Everyone loves a good board game. Board games bring people together, offer intellectual stimulation, and provide a form of entertainment that is not tied to a screen. But what makes a board game popular?

To explore this question, first we need to find data on popular board games. We’ll use python to collect, explore, and clean this data.

Data Source

One great source of board game data is BoardGameGeek. This website is an online database and community for those who love board games. Not only does it have information about hundreds and thousands of board and card games, but it also allows users to rate and sell board games on the website. Because of this, we can find data about each board game’s requirements, it’s popularity, and it’s value.
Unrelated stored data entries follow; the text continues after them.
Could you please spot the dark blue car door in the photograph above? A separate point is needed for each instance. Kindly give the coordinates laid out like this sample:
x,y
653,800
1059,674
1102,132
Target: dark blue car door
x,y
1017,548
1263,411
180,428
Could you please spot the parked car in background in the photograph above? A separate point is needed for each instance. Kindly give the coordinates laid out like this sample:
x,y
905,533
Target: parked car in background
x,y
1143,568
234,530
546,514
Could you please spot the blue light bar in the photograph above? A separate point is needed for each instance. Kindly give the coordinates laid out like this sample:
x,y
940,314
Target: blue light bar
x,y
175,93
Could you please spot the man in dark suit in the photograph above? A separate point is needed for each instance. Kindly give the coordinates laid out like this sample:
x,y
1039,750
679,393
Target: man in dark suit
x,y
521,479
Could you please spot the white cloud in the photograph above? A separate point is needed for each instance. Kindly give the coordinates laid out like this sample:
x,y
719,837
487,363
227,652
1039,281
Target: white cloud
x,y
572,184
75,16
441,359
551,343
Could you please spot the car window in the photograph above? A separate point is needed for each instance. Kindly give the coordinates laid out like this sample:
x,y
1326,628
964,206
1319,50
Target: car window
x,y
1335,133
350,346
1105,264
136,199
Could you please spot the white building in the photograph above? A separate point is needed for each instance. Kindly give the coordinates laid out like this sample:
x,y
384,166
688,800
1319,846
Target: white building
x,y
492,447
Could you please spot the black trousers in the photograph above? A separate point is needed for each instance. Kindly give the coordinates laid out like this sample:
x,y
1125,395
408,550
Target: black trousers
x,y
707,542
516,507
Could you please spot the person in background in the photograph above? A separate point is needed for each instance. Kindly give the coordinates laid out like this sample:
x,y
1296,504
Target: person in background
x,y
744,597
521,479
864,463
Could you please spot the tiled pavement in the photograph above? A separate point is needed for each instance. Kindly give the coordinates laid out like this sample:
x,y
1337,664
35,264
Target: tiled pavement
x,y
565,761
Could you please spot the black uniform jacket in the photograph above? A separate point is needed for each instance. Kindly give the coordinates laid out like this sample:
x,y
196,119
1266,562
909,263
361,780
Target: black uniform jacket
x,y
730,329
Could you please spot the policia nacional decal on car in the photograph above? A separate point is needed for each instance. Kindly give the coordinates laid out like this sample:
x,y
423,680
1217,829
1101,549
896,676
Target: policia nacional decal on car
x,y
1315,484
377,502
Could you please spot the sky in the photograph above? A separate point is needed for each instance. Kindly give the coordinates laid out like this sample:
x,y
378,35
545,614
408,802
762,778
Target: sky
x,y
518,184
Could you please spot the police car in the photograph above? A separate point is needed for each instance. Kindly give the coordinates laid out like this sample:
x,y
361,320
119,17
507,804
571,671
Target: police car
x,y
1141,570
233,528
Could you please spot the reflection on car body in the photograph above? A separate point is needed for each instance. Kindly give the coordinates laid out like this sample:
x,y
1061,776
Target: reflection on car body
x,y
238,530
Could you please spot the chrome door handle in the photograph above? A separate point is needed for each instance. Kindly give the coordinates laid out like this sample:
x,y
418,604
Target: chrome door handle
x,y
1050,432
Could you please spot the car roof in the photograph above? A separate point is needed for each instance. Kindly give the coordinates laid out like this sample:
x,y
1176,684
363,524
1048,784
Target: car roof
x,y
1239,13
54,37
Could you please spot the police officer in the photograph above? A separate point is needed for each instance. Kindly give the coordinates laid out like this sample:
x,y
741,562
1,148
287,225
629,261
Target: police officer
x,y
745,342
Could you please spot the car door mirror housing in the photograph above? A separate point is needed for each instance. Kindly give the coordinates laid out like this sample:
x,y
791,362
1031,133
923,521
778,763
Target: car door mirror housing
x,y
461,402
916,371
BoardGameGeek offers an API that allows the user to access data on a game by game basis. Before accessing the API, it’s best to check the Terms of Service. The good news is that we are able to use this data for non-commercial use. We just need to credit Board Games Geek by including its logo in public facing uses of the API.

So all credit for this data is given to BoardGameGeek. Here is their logo:

BGG logo

Accessing the API

Board Game Geek has an explanation of their API.

To access the data for each board game, we need the base url, the endpoint, parameters (set the id of the game and whether to show stats and marketplace data).

baseurl = "https://boardgamegeek.com/xmlapi2"
endpoint = "/thing?id="
parameter1 = str(ids[0])
parameter2 = "&stats=1&marketplace=1"

Each API pull will result in an XML file, that looks a little like this: XML API pull example

Prepping the API pull

Because each API pull does not result in all the board game data, but the data for one board game, we need to set up a process to pull data for all the board games we want. To do this, we need the IDs for each board game we want to pull. Luckily, on the API explanation page, BGG provides a csv file with data on every board game. Unfortuantely, this does not include much of the data we want, but we can use this csv for IDs of board games to pull.

To download the .csv file, you need to make an account with BGG. Once you have an account, you can download this file from the API explanation page.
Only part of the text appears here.